Başlıkta yer alan ifade, yazının ana fikrini özetler nitelikte. Aynı anda her iki durumun bir arada bulunmasının mümkün olmadığı bu ikilemde, siyasal saflaşma, sorunun yanıtına göre şekilleniyor.
Biraz eğlence katmak gerekirse, “Van kahvaltısı” örneğini masaya serelim. Mönüde öncelikle CHP’nin kurultay iptaline dair başlatılan soruşturma ve buna bağlı açılan davalar yer alıyor. Bunun yanı sıra, İBB’ye yönelik art arda gelen operasyonlarla belediyenin işlevselliğinin neredeyse ortadan kaldırılması çabalarını da gözlemliyoruz. Eğer bunlar yeterli gelmiyorsa, Suriye ve Irak’taki gelişmelere ya da Trump’ın “dostluğu”na da göz atabilirsiniz. Tüm bu unsurların birleştiği nokta ise başlıkta yer alan sorudur.
Eğer 1978’de kurulan PKK’nın 2025 yılında silah bırakıp kendini feshetmesi ve arkasında gelecek demokratikleşme adımları daha öncelikli diyorsanız, “hayır, Erdoğan’ın yeniden seçilmesi için Anayasa değişikliği yapılması daha önemlidir” diyenlerle bir tartışma içinde olduğunuzu kabul etmelisiniz. Erdoğan, yeniden seçilmeyi başarmak zorunda. Üstelik bu, sadece 3 yıl sonraki seçimler için gerekli bir anayasa değişikliği meselesi değil; Erdoğan, bu 3 yılı da sorunsuz geçirmelidir. Bu nedenle, baskıları her geçen gün artırıyor. Peki, bu tablo altında “çözüm” nasıl sağlanacak? “Demokratikleşme” nasıl mümkün olacak?

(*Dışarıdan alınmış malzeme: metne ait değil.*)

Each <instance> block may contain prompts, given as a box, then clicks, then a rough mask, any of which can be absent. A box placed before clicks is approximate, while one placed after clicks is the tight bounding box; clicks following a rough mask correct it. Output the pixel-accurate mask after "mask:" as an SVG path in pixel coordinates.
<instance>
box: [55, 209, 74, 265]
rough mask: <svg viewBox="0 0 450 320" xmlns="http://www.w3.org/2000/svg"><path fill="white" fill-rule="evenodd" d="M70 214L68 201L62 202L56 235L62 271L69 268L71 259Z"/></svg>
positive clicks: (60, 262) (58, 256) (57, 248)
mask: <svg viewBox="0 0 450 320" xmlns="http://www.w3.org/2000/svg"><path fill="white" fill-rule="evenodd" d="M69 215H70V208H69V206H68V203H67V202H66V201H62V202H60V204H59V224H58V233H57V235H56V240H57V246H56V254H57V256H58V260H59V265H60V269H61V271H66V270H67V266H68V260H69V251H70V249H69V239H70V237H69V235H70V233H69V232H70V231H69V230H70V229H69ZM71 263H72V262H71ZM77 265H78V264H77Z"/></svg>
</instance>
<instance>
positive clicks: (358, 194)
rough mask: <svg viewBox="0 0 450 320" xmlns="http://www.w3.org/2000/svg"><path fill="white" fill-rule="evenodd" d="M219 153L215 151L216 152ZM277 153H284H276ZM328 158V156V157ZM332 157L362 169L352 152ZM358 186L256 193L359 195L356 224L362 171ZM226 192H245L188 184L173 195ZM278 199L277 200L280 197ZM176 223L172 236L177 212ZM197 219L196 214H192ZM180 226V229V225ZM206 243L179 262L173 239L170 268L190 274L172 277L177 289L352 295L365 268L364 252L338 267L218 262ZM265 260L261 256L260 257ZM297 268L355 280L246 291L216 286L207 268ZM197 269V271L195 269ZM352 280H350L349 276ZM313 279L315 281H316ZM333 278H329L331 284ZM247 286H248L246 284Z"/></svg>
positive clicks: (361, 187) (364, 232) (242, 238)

Bu konuları net bir şekilde ortaya koymadan yapılan her tartışma, hakikati gizleme ve kamuoyunu yanıltma çabası olarak kayda geçmeye mahkumdur.
Günümüzde DEM Parti’nin açıkça “anayasa değişikliğinde yokuz” demediği gözlemleniyor. Ancak DEM’li yöneticiler, demokratikleşmenin bu süreç için elzem olduğunu sıkça dile getiriyor. Medyascope’da Ruşen Çakır’ın, “Özgür Özel, Erdoğan’la menemen bile yapmam, ne anayasası?” sorusuna Meral Danış Beştaş’ın verdiği cevap da dikkat çekici. Beştaş, “Anayasa değişikliği Erdoğan’la yapılmıyor. TBMM anayasa değişikliği çalışmalarını yürütür. Sonuç olarak Cumhurbaşkanı o masada yer almaz” şeklinde ifade etti.
Başlığa dönecek olursak; kitlelere anlatacak yeni bir hikaye sunamayan AKP, aslında ömrünü tamamlamış bir siyasal hareket konumundadır. Erdoğansız bir AKP’nin varlığını sürdüremeyeceği gerçeği de göz ardı edilmemelidir. Buna rağmen, Türkiye’nin güncel siyasetine dair Erdoğan için hayati öneme sahip olan tek unsurun yeniden seçilmek olduğu göz ardı edilerek yapılacak her değerlendirme, eğer bir siyasal körlükten kaynaklanmıyorsa, başka gizli hesapların varlığına işaret ediyor demektir.